The exploitation in which states and corporations have engaged have followed three major waves. The first is that of human exploitation; slavery, indentured labour, wage slavery, fascism, Apartheid; each of these was and remains a major reason for feudal corporate ascendancy and partially explains how capital was concentrated by those who controlled labour.
Second, is the exploitation of natural resources. Mining, forestry, plunder of the gold of the Inca and Aztec, the wealth of India and China, all relied on the exploitation of the natural capital. Modern agriculture, oil and food industries represent the continuance of this exploitation. Of course the exploitation of humans and natural resources are intimately interconnected and are purely capital and profit-driven.
The third wave of exploitation is just beginning; the exploitation of life itself. This has happened in lesser forms for hundreds of years, as explorers shared the bounty of far-off lands around the world, so that maize and rice have now become primary African crops, with no benefits granted to either native Americans or Asians. But the real exploitation of life comes from our increasing use and knowledge of exploiting the genome, the code of life, of genetics. Just as the first two waves of exploitation benefited only a few, so too with the third.
All of the tricks in the book are being thrown at exploiting our expanding genetic knowledge. Using patents and increasingly restrictive international rules for intellectual property, corporations are now patenting crops, trees, oils, flowers, bacteria, animals, fish, humans and even the very elements that make life, in the new speculative gold rush.

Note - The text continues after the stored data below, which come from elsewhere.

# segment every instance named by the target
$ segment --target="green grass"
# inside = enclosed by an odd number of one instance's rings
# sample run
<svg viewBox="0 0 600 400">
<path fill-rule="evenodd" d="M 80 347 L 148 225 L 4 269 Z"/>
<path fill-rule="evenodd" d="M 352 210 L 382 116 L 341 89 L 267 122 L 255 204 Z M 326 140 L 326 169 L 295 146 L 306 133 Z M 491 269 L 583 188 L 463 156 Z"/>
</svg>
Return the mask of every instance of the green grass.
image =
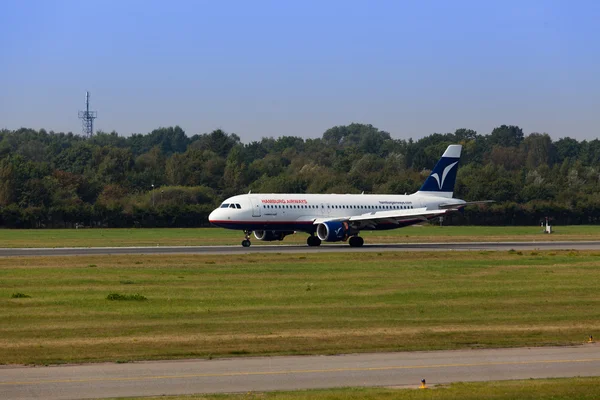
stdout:
<svg viewBox="0 0 600 400">
<path fill-rule="evenodd" d="M 599 267 L 569 251 L 0 258 L 0 361 L 577 344 L 599 336 Z"/>
<path fill-rule="evenodd" d="M 293 392 L 136 397 L 140 400 L 596 400 L 600 378 L 453 383 L 428 389 L 342 388 Z"/>
<path fill-rule="evenodd" d="M 449 241 L 600 240 L 600 225 L 558 226 L 546 235 L 538 226 L 412 226 L 390 231 L 362 233 L 367 243 L 414 243 Z M 306 243 L 298 233 L 279 242 Z M 239 245 L 240 231 L 221 228 L 190 229 L 0 229 L 0 247 L 122 247 L 122 246 L 202 246 Z"/>
</svg>

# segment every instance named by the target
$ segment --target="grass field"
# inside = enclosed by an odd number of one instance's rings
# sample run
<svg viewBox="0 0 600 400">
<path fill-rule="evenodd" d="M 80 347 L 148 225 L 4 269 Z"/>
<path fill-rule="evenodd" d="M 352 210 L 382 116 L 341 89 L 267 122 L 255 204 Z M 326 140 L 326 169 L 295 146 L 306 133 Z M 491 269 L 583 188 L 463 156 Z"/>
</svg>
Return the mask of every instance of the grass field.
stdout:
<svg viewBox="0 0 600 400">
<path fill-rule="evenodd" d="M 362 232 L 366 243 L 600 240 L 600 225 L 558 226 L 546 235 L 537 226 L 439 226 L 424 225 L 390 231 Z M 304 244 L 307 235 L 290 235 L 282 242 Z M 0 247 L 122 247 L 239 245 L 240 231 L 220 228 L 190 229 L 0 229 Z M 253 238 L 254 239 L 254 238 Z"/>
<path fill-rule="evenodd" d="M 600 331 L 599 267 L 568 251 L 0 258 L 0 360 L 576 344 Z"/>
<path fill-rule="evenodd" d="M 596 400 L 600 378 L 455 383 L 425 390 L 344 388 L 296 392 L 143 397 L 139 400 Z"/>
</svg>

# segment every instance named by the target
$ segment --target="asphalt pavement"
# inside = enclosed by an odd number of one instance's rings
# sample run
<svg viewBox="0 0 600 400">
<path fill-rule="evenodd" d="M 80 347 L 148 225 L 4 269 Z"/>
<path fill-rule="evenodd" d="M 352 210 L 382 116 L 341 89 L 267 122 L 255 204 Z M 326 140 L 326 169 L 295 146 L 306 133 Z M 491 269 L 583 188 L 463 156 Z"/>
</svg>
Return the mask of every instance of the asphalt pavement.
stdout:
<svg viewBox="0 0 600 400">
<path fill-rule="evenodd" d="M 600 241 L 577 242 L 460 242 L 460 243 L 400 243 L 242 246 L 156 246 L 156 247 L 57 247 L 0 248 L 0 257 L 85 256 L 119 254 L 253 254 L 253 253 L 364 253 L 385 251 L 507 251 L 507 250 L 600 250 Z"/>
<path fill-rule="evenodd" d="M 0 367 L 0 399 L 96 399 L 600 374 L 600 346 Z"/>
</svg>

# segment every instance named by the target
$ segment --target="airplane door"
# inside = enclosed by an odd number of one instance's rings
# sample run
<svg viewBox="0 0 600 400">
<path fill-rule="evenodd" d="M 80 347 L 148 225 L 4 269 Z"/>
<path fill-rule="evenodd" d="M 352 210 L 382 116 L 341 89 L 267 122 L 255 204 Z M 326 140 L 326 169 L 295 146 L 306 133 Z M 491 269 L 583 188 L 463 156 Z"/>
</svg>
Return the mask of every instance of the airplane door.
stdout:
<svg viewBox="0 0 600 400">
<path fill-rule="evenodd" d="M 329 203 L 321 203 L 321 215 L 326 217 L 331 213 L 331 206 Z"/>
<path fill-rule="evenodd" d="M 258 203 L 258 199 L 250 198 L 250 203 L 252 203 L 252 216 L 260 217 L 260 204 Z"/>
</svg>

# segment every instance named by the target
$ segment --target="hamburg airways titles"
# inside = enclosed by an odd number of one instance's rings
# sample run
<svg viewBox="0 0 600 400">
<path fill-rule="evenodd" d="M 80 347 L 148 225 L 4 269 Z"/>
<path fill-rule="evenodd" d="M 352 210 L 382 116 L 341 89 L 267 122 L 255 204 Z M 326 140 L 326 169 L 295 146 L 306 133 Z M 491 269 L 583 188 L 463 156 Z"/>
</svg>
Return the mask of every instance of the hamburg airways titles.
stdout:
<svg viewBox="0 0 600 400">
<path fill-rule="evenodd" d="M 306 200 L 298 199 L 263 199 L 263 204 L 308 204 Z"/>
</svg>

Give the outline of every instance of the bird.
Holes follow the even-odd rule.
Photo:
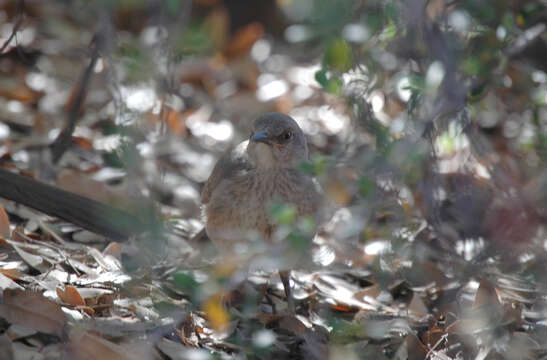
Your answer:
[[[306,136],[290,116],[271,112],[254,120],[247,141],[222,156],[201,193],[205,231],[222,256],[257,237],[272,243],[278,224],[271,207],[282,203],[297,217],[316,218],[321,191],[299,165],[309,159]],[[290,269],[279,269],[289,310],[294,312]]]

We are told that this is good, it is progress. The problem is that profit is a poor long-term planning tool. The historic consequences of human exploitation remain present in our society. The environmental impacts of resource exploitation are obvious, like the effects that of fossil fuels have on our atmosphere. Now corporations aim to control life, to own it and to exploit it for profit.
The driver of this exploitation is advertising
Corporations and the advertising industry – together with its sinister cousin, public relations – all operate in a manner that is pathologically destructive and that is comparable to psychotic or even psychopathic tendency in humans. They create wants where none existed before. Advertising uses scientific profiling to trigger individual insecurities by using manipulative propaganda, coercive psychology and the tools of brainwashing. Hedonistic values rule; self-indulgence dominates the need of the collective, all with no thought to consequences.
But advertising can also be a force for good. We can use its power to inform people of the immediate and real challenges that face us as we rush headlong towards ecological Armageddon.
How do we tap into the sources of change?
By activism, by insisting that sanity prevail against an insane system. By word of mouth, by using magazines such as this. By sharing information that will enhance our chances of survival.
By making it possible to create a better world for all. We must focus on the positive and remember that those who exploit the world are people, just like us, but with misplaced value systems.
We must help them in a positive way to see the change that we must all become.
In the coming issues of this magazine we will gradually explore and reveal the many ways we can look at the challenges we face. We will present concrete suggestions on how to make the changes we intend to manifest in the world. I look forward to sharing these with all of you, my dear readers.
And I trust that you too will share your thoughts and ideas with me.